Co Armagh businessman Damien McGleenan has said the Revenue Commissioners “wouldn’t listen” to his accountant and came up with a “crazy figure” when it decided his fuel company owed €9.1 million in unpaid taxes, interest and penalties.
He said what had happened with his company, DMG Energy Ltd, in relation to taxes was “categorically wrong” and, while he was not saying he was “totally innocent”, he was unhappy with the way Revenue had handled the investigation into his company’s affairs.
DMG Energy Ltd, formerly of Dundalk, Co Louth, and now in liquidation, was listed on the tax defaulters’ list on Tuesday as owing €9.1 million in excise duty and underdeclared VAT, of which more than half (€5.7 million) was interest and penalties.
The company was incorporated in 2010 and put into liquidation in 2013. Its directors were Mr McGleenan (54) and his brother, Francis Joseph McGleenan (53), both of Keady, Co Armagh.
The company operated petrol station/convenience stores in Tipperary, Mayo, Roscommon and Donegal, the High Court was told in 2015 by liquidator George Maloney, who was appointed to DMG in 2013 by Revenue.
The company had not sourced fuel from established distributors but from unlicensed entities, the court was told.
‘Manners’
Speaking from the Centra shop and petrol station in Keady, which Damien McGleenan said is owned by his brother, Francis Joseph, Mr McGleenan said the Revenue Commissioners “didn’t have the manners” to notify him prior to the publication of his company’s name in the tax defaulters’ list.
It was only when the list was published on Tuesday that he first heard mention of the €9.1 million debt, he said. “I’m wondering how in the name of blazes they got that figure.

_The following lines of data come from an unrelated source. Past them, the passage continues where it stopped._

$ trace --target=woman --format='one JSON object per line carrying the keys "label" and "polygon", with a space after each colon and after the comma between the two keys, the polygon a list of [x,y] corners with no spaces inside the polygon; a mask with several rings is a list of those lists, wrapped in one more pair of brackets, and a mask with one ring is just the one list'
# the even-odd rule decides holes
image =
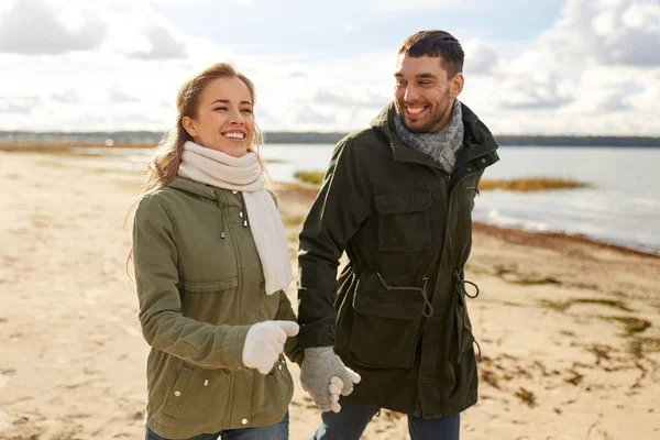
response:
{"label": "woman", "polygon": [[255,153],[254,101],[245,76],[209,67],[179,90],[176,128],[150,165],[132,250],[152,346],[147,440],[288,438],[282,352],[298,324],[282,290],[290,260]]}

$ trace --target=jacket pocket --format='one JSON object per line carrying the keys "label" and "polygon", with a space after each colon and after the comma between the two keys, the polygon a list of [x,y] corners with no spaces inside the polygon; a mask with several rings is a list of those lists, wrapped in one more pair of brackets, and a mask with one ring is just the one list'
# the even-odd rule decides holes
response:
{"label": "jacket pocket", "polygon": [[189,365],[184,364],[182,366],[172,389],[169,389],[163,413],[168,416],[174,416],[174,414],[183,406],[188,396],[188,385],[190,384],[195,369]]}
{"label": "jacket pocket", "polygon": [[239,275],[235,273],[228,274],[227,276],[222,276],[221,278],[215,276],[212,279],[205,279],[205,278],[184,279],[182,283],[182,287],[184,288],[184,290],[191,292],[195,294],[219,293],[222,290],[235,288],[238,286],[239,286]]}
{"label": "jacket pocket", "polygon": [[377,193],[378,250],[420,252],[431,248],[431,194],[427,189]]}
{"label": "jacket pocket", "polygon": [[227,417],[230,374],[184,364],[169,389],[163,413],[199,426]]}
{"label": "jacket pocket", "polygon": [[358,286],[349,359],[378,369],[411,369],[425,314],[420,289],[376,292]]}

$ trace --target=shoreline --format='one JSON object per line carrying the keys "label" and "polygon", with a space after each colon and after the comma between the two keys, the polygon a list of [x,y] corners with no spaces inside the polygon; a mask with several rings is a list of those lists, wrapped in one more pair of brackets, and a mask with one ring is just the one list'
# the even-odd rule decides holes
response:
{"label": "shoreline", "polygon": [[[125,272],[125,216],[143,178],[85,162],[0,153],[0,438],[144,437],[148,345]],[[317,191],[278,185],[295,274]],[[480,223],[473,240],[466,274],[481,294],[469,308],[482,360],[461,438],[658,438],[660,260]],[[296,310],[296,283],[285,292]],[[320,414],[288,365],[290,439],[307,440]],[[410,439],[389,410],[362,438]]]}
{"label": "shoreline", "polygon": [[497,238],[508,241],[508,242],[520,242],[529,245],[542,245],[548,241],[563,241],[568,244],[587,244],[591,246],[595,246],[601,250],[609,250],[615,252],[620,252],[627,255],[650,257],[650,258],[660,258],[660,252],[647,252],[635,248],[628,248],[620,244],[608,243],[606,241],[600,241],[592,239],[590,237],[583,234],[572,234],[570,232],[540,232],[540,231],[526,231],[524,229],[516,228],[504,228],[495,224],[482,223],[479,221],[472,222],[472,227],[474,231],[492,233]]}

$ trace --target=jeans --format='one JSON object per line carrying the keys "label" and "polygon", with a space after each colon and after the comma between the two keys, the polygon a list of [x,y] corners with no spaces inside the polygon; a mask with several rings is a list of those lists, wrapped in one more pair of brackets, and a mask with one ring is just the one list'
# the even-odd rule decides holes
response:
{"label": "jeans", "polygon": [[[312,440],[359,440],[369,421],[381,408],[342,405],[339,413],[323,413],[321,426]],[[413,440],[459,440],[461,415],[422,419],[408,415],[408,431]]]}
{"label": "jeans", "polygon": [[[277,425],[264,428],[226,429],[215,433],[200,433],[186,440],[287,440],[288,439],[288,411]],[[167,440],[146,428],[144,440]]]}

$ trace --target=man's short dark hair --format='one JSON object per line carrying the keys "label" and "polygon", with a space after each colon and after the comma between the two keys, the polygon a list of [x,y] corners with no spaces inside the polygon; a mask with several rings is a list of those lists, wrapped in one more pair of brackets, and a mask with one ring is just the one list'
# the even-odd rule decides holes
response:
{"label": "man's short dark hair", "polygon": [[449,77],[463,72],[465,54],[461,43],[452,34],[444,31],[421,31],[410,35],[399,47],[399,55],[438,56],[441,66]]}

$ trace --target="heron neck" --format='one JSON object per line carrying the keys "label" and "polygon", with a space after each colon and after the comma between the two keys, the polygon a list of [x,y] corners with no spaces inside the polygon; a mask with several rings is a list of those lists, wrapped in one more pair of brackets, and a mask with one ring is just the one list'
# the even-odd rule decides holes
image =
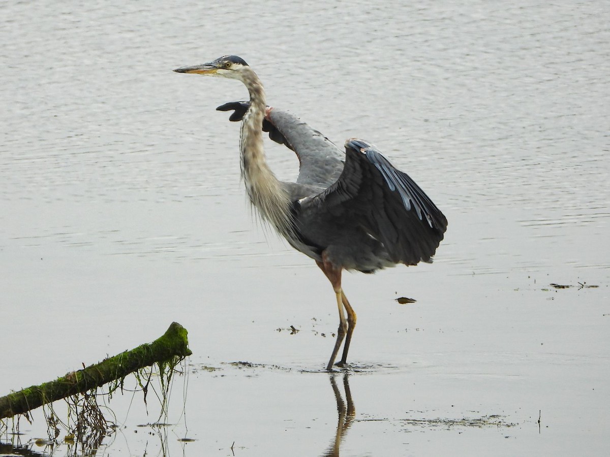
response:
{"label": "heron neck", "polygon": [[292,221],[290,199],[267,165],[264,147],[262,122],[267,104],[265,90],[256,74],[250,70],[243,83],[250,95],[250,107],[241,129],[242,177],[250,202],[261,218],[282,236],[290,239]]}

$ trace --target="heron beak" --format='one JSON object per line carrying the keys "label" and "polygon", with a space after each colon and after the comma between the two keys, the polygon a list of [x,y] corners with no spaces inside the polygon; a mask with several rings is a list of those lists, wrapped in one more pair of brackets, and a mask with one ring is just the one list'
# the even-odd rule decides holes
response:
{"label": "heron beak", "polygon": [[178,73],[196,73],[197,74],[214,74],[218,71],[218,68],[211,62],[202,63],[201,65],[193,66],[182,66],[176,68],[174,71]]}

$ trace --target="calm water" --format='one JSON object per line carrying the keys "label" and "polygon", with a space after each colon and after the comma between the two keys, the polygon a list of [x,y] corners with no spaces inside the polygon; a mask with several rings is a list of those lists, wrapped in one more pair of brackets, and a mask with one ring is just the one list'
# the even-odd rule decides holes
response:
{"label": "calm water", "polygon": [[[270,104],[375,143],[449,219],[434,264],[345,278],[367,369],[350,377],[342,455],[610,445],[606,2],[41,1],[0,16],[0,395],[176,321],[195,354],[168,452],[185,434],[187,455],[331,452],[329,376],[301,370],[331,349],[331,289],[248,207],[239,126],[214,110],[245,90],[171,71],[235,54]],[[293,179],[292,153],[267,146]],[[579,282],[599,287],[549,286]],[[426,422],[492,414],[518,425]],[[98,455],[160,445],[129,433]]]}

“I could go through the whole thing with you, but it would get me nowhere. Why should I sit here and go back over old ground, from years ago?”
Mr McGleenan, Francis Joseph, and another brother, Joseph (48), were the subject of a €12 million freeze order granted by the High Court in Belfast in 2007, arising from an investigation into alleged fuel smuggling by Mr McGleenan.

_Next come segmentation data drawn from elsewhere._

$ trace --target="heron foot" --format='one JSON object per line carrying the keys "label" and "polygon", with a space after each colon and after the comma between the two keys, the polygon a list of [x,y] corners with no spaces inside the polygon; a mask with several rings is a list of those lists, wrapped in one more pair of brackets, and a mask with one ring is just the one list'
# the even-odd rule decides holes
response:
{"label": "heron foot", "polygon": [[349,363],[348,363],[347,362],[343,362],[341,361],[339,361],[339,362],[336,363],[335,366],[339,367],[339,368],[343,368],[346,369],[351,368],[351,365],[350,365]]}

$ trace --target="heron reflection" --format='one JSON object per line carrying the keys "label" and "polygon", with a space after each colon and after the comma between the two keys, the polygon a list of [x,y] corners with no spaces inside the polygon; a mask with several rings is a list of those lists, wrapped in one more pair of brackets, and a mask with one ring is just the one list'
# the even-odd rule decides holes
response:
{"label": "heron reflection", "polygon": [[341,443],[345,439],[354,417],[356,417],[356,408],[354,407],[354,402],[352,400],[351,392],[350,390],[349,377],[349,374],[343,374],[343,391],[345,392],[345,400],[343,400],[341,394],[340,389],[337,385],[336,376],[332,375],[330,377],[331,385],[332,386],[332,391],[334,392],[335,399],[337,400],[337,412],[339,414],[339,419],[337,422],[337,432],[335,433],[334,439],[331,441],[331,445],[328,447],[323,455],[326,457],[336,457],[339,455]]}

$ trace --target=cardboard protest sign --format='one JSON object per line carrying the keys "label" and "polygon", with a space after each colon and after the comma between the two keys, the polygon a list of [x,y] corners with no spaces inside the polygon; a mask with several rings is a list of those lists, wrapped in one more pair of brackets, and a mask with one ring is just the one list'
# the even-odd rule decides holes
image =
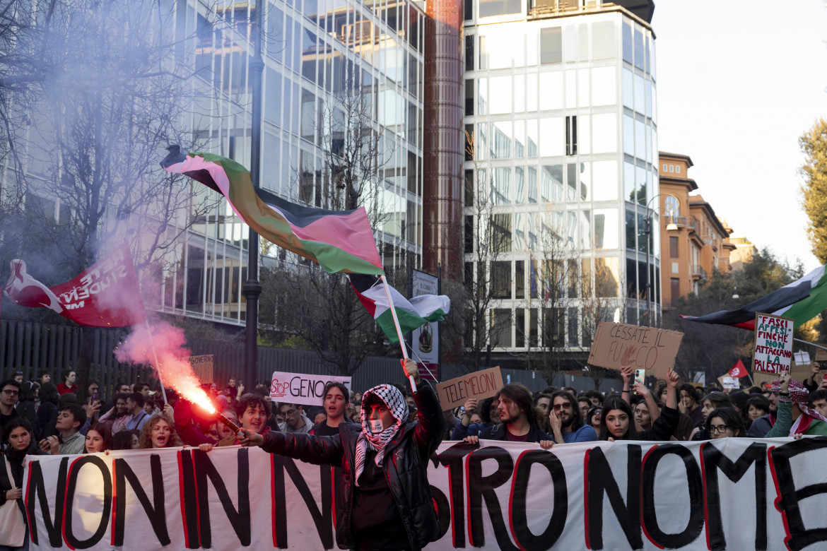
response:
{"label": "cardboard protest sign", "polygon": [[753,379],[756,383],[778,378],[792,362],[791,318],[755,315],[755,349],[753,350]]}
{"label": "cardboard protest sign", "polygon": [[328,382],[341,382],[348,391],[351,390],[350,377],[274,371],[270,397],[275,401],[298,406],[321,406],[324,399],[324,387]]}
{"label": "cardboard protest sign", "polygon": [[[824,511],[809,498],[824,449],[788,438],[553,451],[442,442],[425,463],[439,526],[425,549],[820,549]],[[337,549],[347,482],[328,464],[227,446],[30,455],[25,465],[32,551]]]}
{"label": "cardboard protest sign", "polygon": [[498,365],[440,382],[437,385],[437,394],[442,410],[447,411],[461,406],[470,398],[490,398],[502,387],[503,375]]}
{"label": "cardboard protest sign", "polygon": [[683,333],[643,325],[601,321],[589,353],[588,363],[609,369],[619,369],[629,362],[635,369],[646,369],[647,375],[665,379],[675,365],[675,356]]}
{"label": "cardboard protest sign", "polygon": [[201,384],[215,382],[213,379],[213,354],[203,354],[198,356],[183,358],[182,359],[192,366],[193,371],[195,372],[195,377],[198,378]]}

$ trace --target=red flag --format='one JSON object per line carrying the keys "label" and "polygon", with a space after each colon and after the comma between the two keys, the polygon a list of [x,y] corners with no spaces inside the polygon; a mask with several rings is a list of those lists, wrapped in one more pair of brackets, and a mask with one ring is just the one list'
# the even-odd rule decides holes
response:
{"label": "red flag", "polygon": [[50,289],[12,261],[6,295],[25,306],[44,306],[80,325],[127,327],[144,323],[146,312],[129,247],[124,244],[83,273]]}
{"label": "red flag", "polygon": [[747,368],[743,367],[743,362],[740,359],[735,363],[735,365],[732,366],[732,369],[729,370],[729,377],[734,377],[736,378],[741,378],[742,377],[747,376]]}

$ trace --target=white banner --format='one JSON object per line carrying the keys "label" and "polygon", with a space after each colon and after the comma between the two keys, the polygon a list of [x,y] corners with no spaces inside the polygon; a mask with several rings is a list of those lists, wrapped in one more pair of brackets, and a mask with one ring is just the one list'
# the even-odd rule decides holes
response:
{"label": "white banner", "polygon": [[[824,549],[825,461],[823,437],[447,442],[427,549]],[[30,456],[24,499],[33,549],[332,549],[337,476],[258,448]]]}
{"label": "white banner", "polygon": [[324,399],[324,387],[328,382],[341,382],[351,391],[350,377],[274,371],[270,386],[270,397],[275,401],[289,404],[321,406]]}

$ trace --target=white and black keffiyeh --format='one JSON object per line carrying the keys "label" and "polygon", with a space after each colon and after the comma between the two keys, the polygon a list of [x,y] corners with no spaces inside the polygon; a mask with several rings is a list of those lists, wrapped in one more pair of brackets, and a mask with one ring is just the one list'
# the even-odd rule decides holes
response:
{"label": "white and black keffiyeh", "polygon": [[[370,432],[370,412],[365,406],[365,404],[368,403],[368,399],[371,394],[375,394],[380,400],[385,402],[385,405],[390,410],[390,415],[396,420],[396,422],[392,426],[388,427],[378,435]],[[356,486],[359,486],[359,477],[361,475],[362,471],[365,470],[365,454],[367,453],[368,446],[370,446],[371,449],[376,450],[376,466],[381,467],[382,458],[385,457],[385,444],[393,439],[396,433],[399,432],[399,427],[402,426],[402,424],[407,419],[408,402],[405,401],[405,397],[402,396],[402,392],[396,387],[392,385],[379,385],[370,390],[366,391],[362,394],[362,431],[356,439]]]}

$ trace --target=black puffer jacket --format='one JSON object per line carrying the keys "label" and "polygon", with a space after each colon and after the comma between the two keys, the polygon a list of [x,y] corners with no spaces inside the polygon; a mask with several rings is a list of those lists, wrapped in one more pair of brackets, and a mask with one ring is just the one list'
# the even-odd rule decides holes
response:
{"label": "black puffer jacket", "polygon": [[[428,460],[442,442],[445,418],[433,391],[423,384],[414,395],[417,419],[402,425],[396,437],[385,448],[382,468],[388,487],[399,510],[399,516],[408,532],[411,549],[418,551],[439,535],[439,522],[433,509],[431,487],[426,474]],[[356,477],[356,439],[361,425],[342,423],[336,436],[287,435],[270,432],[262,448],[271,454],[317,465],[342,468],[342,487],[336,496],[336,543],[343,549],[355,549],[351,535],[351,512],[353,508]]]}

The court granted the Assets Recovery Agency (ASA) permission to seize control of 36 houses on both sides of the Border. Mr McGleenan and his two brothers arrived at a settlement with the ASA for £6 million in 2009.
Filling station
The UK’s Serious Organised Crime Agency later seized a filling station and property in Belfast, because of a default on the 2009 deal.

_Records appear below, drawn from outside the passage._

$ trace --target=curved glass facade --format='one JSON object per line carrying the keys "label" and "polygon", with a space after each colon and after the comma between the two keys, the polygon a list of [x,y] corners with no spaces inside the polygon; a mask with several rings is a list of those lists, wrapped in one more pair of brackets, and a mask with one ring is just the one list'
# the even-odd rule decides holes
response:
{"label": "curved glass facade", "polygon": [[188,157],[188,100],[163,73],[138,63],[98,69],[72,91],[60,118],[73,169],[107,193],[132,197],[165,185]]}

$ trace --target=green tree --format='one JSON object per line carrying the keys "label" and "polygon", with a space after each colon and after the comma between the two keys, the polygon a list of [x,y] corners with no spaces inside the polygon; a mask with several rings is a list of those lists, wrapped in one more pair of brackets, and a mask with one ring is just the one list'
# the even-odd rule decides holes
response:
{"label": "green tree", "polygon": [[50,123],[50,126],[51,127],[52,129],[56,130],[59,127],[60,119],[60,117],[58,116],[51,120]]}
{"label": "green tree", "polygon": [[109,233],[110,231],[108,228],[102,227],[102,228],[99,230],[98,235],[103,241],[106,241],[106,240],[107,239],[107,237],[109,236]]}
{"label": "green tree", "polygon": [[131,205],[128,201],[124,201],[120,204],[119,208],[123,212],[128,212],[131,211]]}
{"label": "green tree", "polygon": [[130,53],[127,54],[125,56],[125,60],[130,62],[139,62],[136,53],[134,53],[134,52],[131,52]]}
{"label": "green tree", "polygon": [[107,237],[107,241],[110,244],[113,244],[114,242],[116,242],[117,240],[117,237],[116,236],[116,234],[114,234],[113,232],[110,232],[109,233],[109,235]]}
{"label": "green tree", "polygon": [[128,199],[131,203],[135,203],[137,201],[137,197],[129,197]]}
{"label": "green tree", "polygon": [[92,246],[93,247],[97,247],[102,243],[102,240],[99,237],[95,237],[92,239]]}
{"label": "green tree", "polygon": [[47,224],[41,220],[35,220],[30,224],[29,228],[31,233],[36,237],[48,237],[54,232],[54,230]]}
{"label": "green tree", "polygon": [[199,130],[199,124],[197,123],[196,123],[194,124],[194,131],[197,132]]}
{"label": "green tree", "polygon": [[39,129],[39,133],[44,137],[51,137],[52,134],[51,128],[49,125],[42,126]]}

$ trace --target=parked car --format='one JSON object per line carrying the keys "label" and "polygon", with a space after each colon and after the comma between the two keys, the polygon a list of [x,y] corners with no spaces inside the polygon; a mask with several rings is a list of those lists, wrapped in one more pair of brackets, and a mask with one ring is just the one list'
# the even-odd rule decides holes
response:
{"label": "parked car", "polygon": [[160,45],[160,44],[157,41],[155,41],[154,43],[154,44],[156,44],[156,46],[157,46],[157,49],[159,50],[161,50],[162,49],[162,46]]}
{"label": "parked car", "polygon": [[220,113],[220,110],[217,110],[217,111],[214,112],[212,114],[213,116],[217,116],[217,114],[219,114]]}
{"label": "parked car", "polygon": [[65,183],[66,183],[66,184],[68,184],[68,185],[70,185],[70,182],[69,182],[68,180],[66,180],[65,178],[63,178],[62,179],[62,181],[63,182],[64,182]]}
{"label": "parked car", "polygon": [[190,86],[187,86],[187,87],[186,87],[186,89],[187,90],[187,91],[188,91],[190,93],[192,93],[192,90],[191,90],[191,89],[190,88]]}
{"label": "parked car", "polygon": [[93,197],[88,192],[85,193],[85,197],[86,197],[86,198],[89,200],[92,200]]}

Mr McGleenan said he was “not a totally innocent person, but as to what I’ve done in Northern Ireland, I’ve paid my dues”.
In a Belfast court ruling in 2006, Sir Declan Morgan noted evidence existed indicating fuel transactions involving a Co Monaghan oil company and Mr McGleenan, valued at more than £4.5 million.
The judge said Mr McGleenan had, during an interview in 2001, stated books in his house “apparently relating to fuel smuggling transactions, were connected to a third person whom he could not safely name”.
The judge said there were good, arguable grounds for believing Mr McGleenan was involved in fuel smuggling, and his 2001 interview “suggests the involvement of other serious criminal elements”.